Paper No. 4
Presentation Time: 2:25 PM

A TALE OF TWO SETTINGS: TWO CONTRASTING EPISODES OF SLIP BEHAVIOR OF THE LEFT-LATERAL GARLOCK FAULT FROM A ROCK-CONSTRAINED 4-D EVOLUTION MODEL, EASTERN CALIFORNIA


ANDREW, Joseph E. and WALKER, J. Douglas, Department of Geology, University of Kansas, Lawrence, KS 66045, jeandrew@ku.edu

The Garlock fault is an active left-lateral fault with total net slip of 64 km. Published slip markers are from Paleozoic and Mesozoic features, much older than the Miocene initiation of slip on the Garlock fault making slip history constraints, fault behavior with time, and underlying tectonic forcing uncertain. In addition, the Garlock fault crosses the active Eastern California shear zone (ECSZ) and it bounds the western central Basin and Range (WCBR) from the Mojave Desert (MD). This study identifies numerous Cenozoic age offset markers along the central portion of the Garlock fault (CGF) and adjacent faults in the WCBR and MD. The combination of new ages and kinematic data allows a much more detailed understanding of CGF structure and slip history. The results show that the CGF is a fault zone up to 20 km wide recording two distinct episodes of deformation. Left-lateral slip of 8 km occurred on one CGF fault during slip initiation in the Late Miocene. The early fault did not localize sedimentation patterns, as south-derived arkosic sediment occurs in similar basins with similar paleocurrents to the north and south of the CGF. This slip was contemporaneous with normal faulting in the adjacent WCBR. The younger slip episode began in the Pliocene and is still active. Slip occurs on many structures within the CGF for a total sinistral offset of 56 km. Fault slip on numerous NW-trending dextral and dextral-oblique ECSZ faults in the WCBR and MD is contemporaneous with the CGF. The younger sedimentation system is very different in that local sources are dominant and sediments are deposited in restricted basins along the CGF, some of which have been subsequently uplifted. The CGF zone rotates ~20º clockwise during this slip episode.

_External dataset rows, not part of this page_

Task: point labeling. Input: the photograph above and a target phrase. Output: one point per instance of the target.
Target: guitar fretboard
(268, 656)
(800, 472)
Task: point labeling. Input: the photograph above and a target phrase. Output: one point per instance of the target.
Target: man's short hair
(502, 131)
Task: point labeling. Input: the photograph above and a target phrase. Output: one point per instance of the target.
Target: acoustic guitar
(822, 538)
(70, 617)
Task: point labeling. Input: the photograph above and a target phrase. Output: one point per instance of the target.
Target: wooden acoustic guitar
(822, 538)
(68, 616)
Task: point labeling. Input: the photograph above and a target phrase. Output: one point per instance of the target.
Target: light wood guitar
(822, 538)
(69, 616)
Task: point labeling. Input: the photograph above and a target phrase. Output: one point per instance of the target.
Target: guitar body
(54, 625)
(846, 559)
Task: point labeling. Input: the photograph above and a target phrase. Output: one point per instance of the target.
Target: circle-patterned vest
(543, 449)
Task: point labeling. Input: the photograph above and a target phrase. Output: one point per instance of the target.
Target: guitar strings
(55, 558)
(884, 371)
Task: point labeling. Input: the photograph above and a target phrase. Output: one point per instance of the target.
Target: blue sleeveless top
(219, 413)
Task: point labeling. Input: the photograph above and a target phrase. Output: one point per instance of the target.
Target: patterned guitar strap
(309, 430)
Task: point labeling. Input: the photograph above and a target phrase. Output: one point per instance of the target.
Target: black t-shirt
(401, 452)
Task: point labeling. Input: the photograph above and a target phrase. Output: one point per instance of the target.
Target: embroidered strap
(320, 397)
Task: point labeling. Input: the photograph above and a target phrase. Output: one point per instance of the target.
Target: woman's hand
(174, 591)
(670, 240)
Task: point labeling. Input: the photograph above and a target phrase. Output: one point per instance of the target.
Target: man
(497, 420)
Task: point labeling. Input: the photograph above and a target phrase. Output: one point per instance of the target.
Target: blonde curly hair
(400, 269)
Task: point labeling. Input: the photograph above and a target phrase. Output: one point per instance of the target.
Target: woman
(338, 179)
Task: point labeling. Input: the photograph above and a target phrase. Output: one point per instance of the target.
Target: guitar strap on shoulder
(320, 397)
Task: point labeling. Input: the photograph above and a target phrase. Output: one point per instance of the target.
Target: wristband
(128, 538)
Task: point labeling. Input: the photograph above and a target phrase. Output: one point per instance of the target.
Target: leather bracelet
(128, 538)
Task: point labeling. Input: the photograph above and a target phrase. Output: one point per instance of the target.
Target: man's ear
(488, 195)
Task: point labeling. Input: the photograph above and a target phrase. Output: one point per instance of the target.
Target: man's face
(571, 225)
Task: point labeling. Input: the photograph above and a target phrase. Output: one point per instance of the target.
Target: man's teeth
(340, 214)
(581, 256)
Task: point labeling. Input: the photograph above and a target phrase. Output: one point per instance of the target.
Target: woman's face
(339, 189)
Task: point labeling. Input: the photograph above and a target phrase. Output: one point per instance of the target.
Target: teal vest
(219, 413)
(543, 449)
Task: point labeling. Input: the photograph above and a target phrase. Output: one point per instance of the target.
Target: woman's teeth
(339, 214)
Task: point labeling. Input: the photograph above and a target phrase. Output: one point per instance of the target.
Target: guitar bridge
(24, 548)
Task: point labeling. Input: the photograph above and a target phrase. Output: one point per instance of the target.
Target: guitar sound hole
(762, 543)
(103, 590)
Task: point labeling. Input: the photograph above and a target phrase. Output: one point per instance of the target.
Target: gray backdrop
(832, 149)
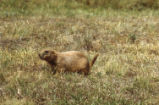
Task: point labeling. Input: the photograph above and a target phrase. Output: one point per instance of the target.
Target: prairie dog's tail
(93, 60)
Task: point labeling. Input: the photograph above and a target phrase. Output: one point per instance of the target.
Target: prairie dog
(70, 61)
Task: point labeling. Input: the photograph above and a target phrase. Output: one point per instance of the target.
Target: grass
(126, 72)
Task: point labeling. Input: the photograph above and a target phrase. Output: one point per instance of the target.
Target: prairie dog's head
(48, 55)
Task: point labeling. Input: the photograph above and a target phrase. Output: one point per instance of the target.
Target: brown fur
(71, 61)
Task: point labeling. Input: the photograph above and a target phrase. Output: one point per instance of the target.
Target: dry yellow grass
(126, 71)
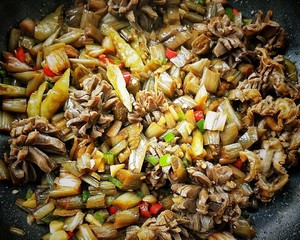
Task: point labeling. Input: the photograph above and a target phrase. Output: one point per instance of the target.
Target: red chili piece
(112, 210)
(20, 54)
(127, 76)
(170, 53)
(103, 58)
(238, 164)
(144, 209)
(235, 11)
(198, 115)
(156, 208)
(48, 71)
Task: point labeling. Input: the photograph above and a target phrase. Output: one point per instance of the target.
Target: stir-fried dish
(148, 119)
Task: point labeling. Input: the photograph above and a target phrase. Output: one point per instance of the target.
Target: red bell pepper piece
(103, 58)
(127, 76)
(48, 71)
(198, 115)
(238, 164)
(112, 210)
(235, 11)
(144, 209)
(170, 53)
(20, 54)
(156, 208)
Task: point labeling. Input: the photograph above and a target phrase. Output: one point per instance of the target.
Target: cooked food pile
(148, 119)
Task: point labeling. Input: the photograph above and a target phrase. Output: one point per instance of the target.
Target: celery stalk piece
(116, 78)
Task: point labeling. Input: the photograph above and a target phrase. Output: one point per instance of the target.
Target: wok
(279, 219)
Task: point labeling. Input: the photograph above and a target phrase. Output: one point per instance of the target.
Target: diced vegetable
(35, 101)
(170, 53)
(20, 54)
(56, 96)
(152, 159)
(126, 200)
(215, 121)
(109, 158)
(115, 76)
(200, 125)
(197, 143)
(169, 137)
(198, 114)
(85, 195)
(144, 209)
(165, 160)
(48, 25)
(137, 156)
(156, 208)
(130, 57)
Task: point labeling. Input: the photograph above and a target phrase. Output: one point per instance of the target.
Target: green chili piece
(109, 158)
(28, 193)
(115, 181)
(169, 137)
(99, 216)
(152, 159)
(229, 13)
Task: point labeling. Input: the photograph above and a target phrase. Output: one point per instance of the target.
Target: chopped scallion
(181, 116)
(165, 160)
(99, 216)
(140, 194)
(115, 181)
(152, 159)
(85, 195)
(109, 158)
(169, 137)
(28, 193)
(229, 13)
(200, 125)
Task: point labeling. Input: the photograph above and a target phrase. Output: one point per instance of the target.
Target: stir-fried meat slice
(167, 226)
(31, 139)
(266, 33)
(145, 103)
(271, 77)
(228, 36)
(140, 13)
(90, 110)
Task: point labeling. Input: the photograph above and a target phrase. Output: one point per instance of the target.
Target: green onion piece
(115, 181)
(99, 216)
(229, 13)
(140, 194)
(28, 193)
(169, 137)
(109, 158)
(181, 116)
(85, 195)
(152, 159)
(200, 125)
(165, 160)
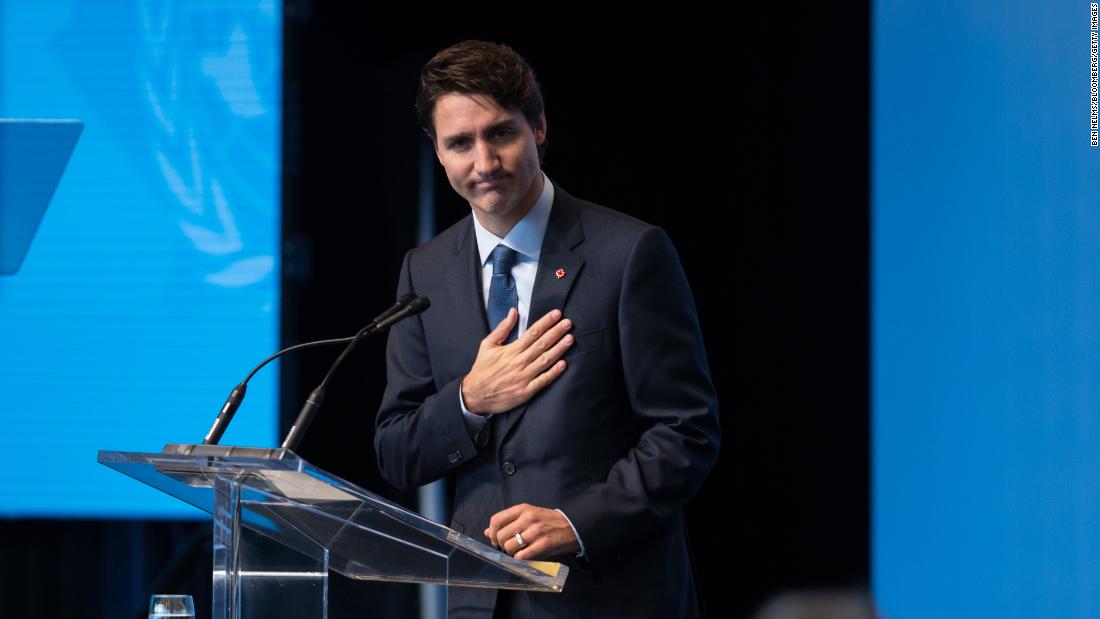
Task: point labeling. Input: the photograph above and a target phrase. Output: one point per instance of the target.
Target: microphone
(413, 307)
(237, 396)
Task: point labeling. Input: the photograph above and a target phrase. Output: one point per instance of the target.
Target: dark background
(744, 135)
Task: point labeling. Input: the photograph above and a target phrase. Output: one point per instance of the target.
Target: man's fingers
(501, 333)
(546, 378)
(550, 347)
(540, 327)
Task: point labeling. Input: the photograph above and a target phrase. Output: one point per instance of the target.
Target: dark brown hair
(476, 67)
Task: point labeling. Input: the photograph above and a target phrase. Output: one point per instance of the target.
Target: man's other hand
(546, 532)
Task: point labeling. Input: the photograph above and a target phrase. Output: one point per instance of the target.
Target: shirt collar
(526, 236)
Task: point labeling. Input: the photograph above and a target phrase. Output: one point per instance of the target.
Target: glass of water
(171, 607)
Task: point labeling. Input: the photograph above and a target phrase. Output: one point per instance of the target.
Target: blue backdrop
(986, 293)
(152, 284)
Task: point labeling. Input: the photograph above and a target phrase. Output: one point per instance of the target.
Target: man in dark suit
(579, 427)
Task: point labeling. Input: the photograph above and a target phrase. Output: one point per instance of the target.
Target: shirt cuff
(579, 540)
(474, 422)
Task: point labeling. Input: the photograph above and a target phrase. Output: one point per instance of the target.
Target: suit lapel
(559, 267)
(471, 324)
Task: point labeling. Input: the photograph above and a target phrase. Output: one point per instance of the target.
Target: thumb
(501, 333)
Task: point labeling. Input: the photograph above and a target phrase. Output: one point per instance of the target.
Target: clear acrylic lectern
(281, 524)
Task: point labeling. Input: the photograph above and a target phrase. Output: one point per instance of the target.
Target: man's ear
(435, 145)
(540, 133)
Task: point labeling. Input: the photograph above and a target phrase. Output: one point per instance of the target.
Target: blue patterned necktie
(502, 289)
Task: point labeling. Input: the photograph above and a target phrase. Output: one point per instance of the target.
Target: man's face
(491, 156)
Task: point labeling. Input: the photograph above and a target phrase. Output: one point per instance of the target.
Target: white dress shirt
(526, 239)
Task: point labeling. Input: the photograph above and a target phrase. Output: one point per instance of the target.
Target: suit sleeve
(420, 434)
(669, 387)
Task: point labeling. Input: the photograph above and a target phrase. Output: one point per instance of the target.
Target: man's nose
(486, 164)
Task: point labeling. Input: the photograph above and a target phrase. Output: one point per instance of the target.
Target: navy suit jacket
(619, 442)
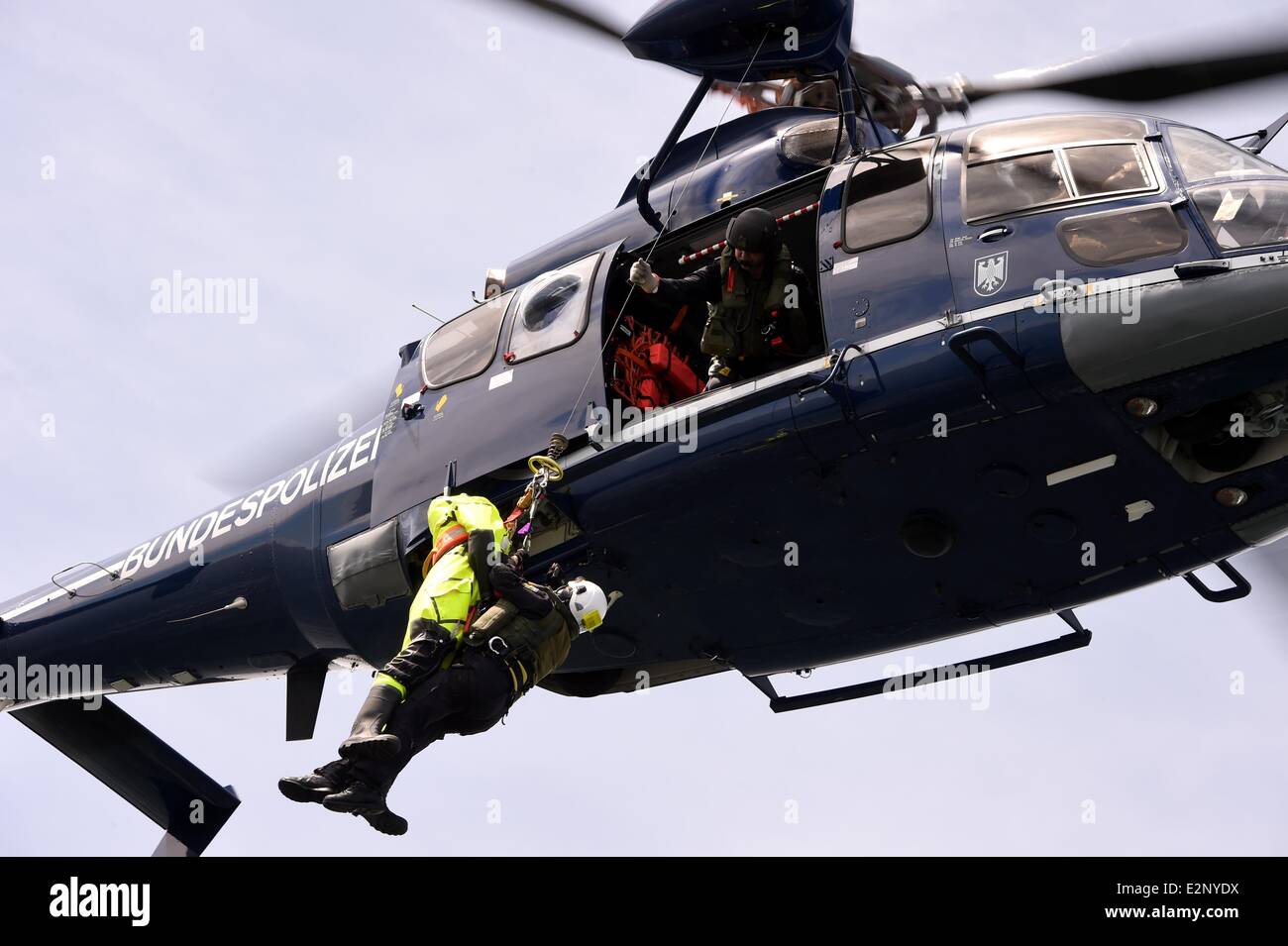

We interpret the dynamics of the two deformation episodes of the CGF as (1) left-lateral accommodation of WSW-directed extensional faulting in the WCBR and (2) reactivation of a coherent, but frictionally weak CGF during NW-directed dextral shear of the ECSZ. The slip and rotation of the CGF during the second episode appears to account for all of the dextral shear in the ECSZ, thus allowing an overall through-going dextral shear zone with the embedded CGF as an unbroken discontinuity. Lastly, we agree with previous workers that the Garlock fault may be localized by late Mesozoic lithospheric disruption.